Edinburgh International Film Festival

Pluto (2012)

Starring: David Lee, June Sung, Sung-ha Cho, Kwon Kim, Joo-ah Seon

Directed by: Su-won Shin

Rating: 1 2 3 4

David Lee as June in Pluto

Ever feel nostalgic for your school days? Watching South Korean teen drama Pluto will soon cure you of that. Set in a creepy hothouse school for mega-brains that makes Eton look like Grange Hill, it's a chilling reminder, Lord of the Flies style, of how cruel, ruthless and downright psychopathic children can be.

The crème de la crème of this merciless institute (which also happens to be housed in an ex-government torture facility) is the Special Class, the Top 10 students who vie for exclusive places at Seoul National University and will do anything – and I mean anything – to retain their rank in a brutal supposed meritocracy that in fact has little to do with merit and everything to do with money and influence, bullying tactics and good ol' fashioned cheating. Calling themselves the 'Rabbit Hunters', they're a snobby, supercilious elite headed by suave, manipulative Yujin (June Sung) , the school's No. 1 student.

Into this stifling, competitive world of privilege and over-achievement comes June (David Lee), a science nerd from a poor background who's desperate to fit in. Like the ex-planet Pluto which he champions in a dissertation, June doesn't make the grade in this rarefied atmosphere that orbits around wealth and status, yet he remains determined to crack the Top 10, no matter what it takes.

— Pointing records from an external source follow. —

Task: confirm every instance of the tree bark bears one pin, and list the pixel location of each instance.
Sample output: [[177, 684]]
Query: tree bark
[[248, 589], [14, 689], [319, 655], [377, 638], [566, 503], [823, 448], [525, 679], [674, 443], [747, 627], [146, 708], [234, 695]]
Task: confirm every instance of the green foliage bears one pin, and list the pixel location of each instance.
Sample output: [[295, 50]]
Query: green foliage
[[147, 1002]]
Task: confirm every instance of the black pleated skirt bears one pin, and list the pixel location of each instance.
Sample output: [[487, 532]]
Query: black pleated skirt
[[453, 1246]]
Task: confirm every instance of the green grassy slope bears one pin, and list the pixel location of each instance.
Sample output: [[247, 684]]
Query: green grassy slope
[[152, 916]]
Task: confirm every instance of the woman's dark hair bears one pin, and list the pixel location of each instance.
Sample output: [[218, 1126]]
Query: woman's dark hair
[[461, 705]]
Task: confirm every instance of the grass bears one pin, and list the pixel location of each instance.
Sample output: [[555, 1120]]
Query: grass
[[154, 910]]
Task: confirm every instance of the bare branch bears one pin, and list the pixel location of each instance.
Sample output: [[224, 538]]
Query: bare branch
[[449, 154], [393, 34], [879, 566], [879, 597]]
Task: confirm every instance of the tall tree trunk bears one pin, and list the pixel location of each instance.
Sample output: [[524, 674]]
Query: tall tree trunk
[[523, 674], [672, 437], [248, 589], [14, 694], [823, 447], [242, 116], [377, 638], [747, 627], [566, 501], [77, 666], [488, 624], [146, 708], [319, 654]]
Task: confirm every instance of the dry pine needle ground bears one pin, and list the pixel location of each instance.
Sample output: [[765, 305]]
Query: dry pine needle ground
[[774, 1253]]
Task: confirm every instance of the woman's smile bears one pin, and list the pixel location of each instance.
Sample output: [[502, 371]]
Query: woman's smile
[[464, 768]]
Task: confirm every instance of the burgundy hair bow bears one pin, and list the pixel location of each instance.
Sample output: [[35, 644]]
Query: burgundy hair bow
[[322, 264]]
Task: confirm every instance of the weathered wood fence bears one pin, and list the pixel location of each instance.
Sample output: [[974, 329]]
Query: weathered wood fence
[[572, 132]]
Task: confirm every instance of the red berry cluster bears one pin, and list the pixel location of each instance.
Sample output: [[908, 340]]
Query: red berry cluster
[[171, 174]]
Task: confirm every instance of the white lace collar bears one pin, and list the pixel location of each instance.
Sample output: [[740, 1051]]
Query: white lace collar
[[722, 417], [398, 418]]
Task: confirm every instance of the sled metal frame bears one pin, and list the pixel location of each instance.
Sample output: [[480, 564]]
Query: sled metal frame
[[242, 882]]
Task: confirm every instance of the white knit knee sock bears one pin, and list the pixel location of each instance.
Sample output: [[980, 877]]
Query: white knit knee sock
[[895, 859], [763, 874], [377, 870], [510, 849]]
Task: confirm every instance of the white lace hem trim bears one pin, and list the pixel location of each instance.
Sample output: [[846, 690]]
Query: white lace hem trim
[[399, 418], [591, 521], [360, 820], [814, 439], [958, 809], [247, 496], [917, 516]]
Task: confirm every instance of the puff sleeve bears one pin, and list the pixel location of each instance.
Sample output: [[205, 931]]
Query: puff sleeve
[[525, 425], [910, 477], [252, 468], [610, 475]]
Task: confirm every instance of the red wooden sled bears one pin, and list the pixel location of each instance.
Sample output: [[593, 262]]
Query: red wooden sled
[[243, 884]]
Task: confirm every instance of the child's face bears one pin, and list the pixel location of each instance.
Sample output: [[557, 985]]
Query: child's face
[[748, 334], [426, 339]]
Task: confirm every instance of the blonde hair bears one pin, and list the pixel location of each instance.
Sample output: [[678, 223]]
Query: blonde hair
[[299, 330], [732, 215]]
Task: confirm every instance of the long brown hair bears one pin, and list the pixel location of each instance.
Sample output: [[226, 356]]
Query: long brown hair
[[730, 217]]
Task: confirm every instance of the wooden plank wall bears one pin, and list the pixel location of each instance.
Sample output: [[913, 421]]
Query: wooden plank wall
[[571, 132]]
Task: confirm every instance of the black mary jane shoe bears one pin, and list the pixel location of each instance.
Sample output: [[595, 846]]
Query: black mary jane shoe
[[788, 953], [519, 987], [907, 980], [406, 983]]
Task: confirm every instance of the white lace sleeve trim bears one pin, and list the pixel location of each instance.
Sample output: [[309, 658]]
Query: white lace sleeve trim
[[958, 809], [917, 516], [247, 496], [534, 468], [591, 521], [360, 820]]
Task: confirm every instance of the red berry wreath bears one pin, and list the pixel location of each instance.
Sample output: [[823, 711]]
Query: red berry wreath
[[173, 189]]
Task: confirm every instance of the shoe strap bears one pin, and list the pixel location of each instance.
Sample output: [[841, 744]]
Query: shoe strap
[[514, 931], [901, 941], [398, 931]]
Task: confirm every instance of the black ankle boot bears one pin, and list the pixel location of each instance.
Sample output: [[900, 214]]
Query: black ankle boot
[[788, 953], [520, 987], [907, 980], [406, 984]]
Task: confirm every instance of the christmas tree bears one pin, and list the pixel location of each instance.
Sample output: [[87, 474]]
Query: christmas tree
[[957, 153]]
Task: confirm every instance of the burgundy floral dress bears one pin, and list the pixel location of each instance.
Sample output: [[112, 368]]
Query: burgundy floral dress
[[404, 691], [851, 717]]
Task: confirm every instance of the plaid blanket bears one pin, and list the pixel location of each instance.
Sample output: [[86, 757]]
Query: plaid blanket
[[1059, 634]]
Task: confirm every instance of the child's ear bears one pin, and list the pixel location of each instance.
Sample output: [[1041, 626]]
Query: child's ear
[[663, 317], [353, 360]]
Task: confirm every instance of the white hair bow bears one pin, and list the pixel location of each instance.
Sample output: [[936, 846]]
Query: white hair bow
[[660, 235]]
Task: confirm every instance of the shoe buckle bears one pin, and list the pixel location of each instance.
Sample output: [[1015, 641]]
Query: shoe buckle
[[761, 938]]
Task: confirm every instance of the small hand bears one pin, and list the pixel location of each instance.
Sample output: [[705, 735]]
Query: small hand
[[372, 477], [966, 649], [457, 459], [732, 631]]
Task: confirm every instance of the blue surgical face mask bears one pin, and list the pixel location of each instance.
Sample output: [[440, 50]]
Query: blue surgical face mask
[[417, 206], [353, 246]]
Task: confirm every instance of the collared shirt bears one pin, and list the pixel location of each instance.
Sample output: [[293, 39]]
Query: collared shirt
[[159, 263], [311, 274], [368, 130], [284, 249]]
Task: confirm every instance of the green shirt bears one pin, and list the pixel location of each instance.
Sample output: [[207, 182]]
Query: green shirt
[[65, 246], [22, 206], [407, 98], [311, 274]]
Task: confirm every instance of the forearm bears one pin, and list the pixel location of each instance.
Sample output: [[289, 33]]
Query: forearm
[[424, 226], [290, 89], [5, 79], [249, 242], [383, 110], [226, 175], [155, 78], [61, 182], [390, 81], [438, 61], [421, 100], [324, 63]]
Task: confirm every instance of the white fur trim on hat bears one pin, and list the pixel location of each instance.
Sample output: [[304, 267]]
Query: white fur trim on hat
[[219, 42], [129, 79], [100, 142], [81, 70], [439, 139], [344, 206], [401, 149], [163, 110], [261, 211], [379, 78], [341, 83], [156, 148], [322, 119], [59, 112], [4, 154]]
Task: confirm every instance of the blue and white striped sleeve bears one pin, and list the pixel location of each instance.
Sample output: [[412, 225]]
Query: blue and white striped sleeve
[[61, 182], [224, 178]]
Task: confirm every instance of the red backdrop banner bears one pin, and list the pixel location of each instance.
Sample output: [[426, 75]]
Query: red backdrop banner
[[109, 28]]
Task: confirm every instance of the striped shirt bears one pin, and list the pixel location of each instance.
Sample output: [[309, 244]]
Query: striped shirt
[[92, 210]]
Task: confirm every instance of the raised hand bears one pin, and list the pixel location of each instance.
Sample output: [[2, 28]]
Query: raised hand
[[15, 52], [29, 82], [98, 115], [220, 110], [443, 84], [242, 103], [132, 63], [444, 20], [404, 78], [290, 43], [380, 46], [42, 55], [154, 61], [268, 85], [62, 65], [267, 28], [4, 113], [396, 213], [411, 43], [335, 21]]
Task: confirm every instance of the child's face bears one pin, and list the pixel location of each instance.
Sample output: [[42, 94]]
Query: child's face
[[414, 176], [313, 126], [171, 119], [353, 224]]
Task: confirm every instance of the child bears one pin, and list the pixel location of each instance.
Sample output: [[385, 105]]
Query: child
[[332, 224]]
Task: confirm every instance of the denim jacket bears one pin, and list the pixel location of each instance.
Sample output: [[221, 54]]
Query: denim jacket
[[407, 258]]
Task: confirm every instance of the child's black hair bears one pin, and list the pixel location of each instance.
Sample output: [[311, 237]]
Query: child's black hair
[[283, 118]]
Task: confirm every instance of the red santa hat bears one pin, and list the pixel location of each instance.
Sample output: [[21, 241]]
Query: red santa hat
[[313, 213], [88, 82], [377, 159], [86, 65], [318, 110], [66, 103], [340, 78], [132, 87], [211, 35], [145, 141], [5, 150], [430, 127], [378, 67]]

But when Yujin is found dead and two police detectives arrive at the school to investigate, June is the prime suspect. But as the events leading up to Yujin's death unfold in a series of flashbacks, it transpires that murder is only the tip of the iceberg…

Although perhaps a little too long, Pluto is a great psychological school thriller: think Mean Girls meets Donna Tartt's The Secret History. The moral of the film may be simple (put too much pressure on children and eventually they'll crack) but the plot and characters are anything but: nothing here is black and white, our sympathies shifting between the protagonists as backstories emerge and alliances shift, all building up to a tense, explosive finale.

Pluto is the kind of film that makes me happy to have an international film festival on my doorstep, as it's unlikely I'd have had a chance to see this absorbing, thought-provoking, darkly satirical movie otherwise. But if, unlike June's school, we're judging on merit alone, it's a fine film indeed.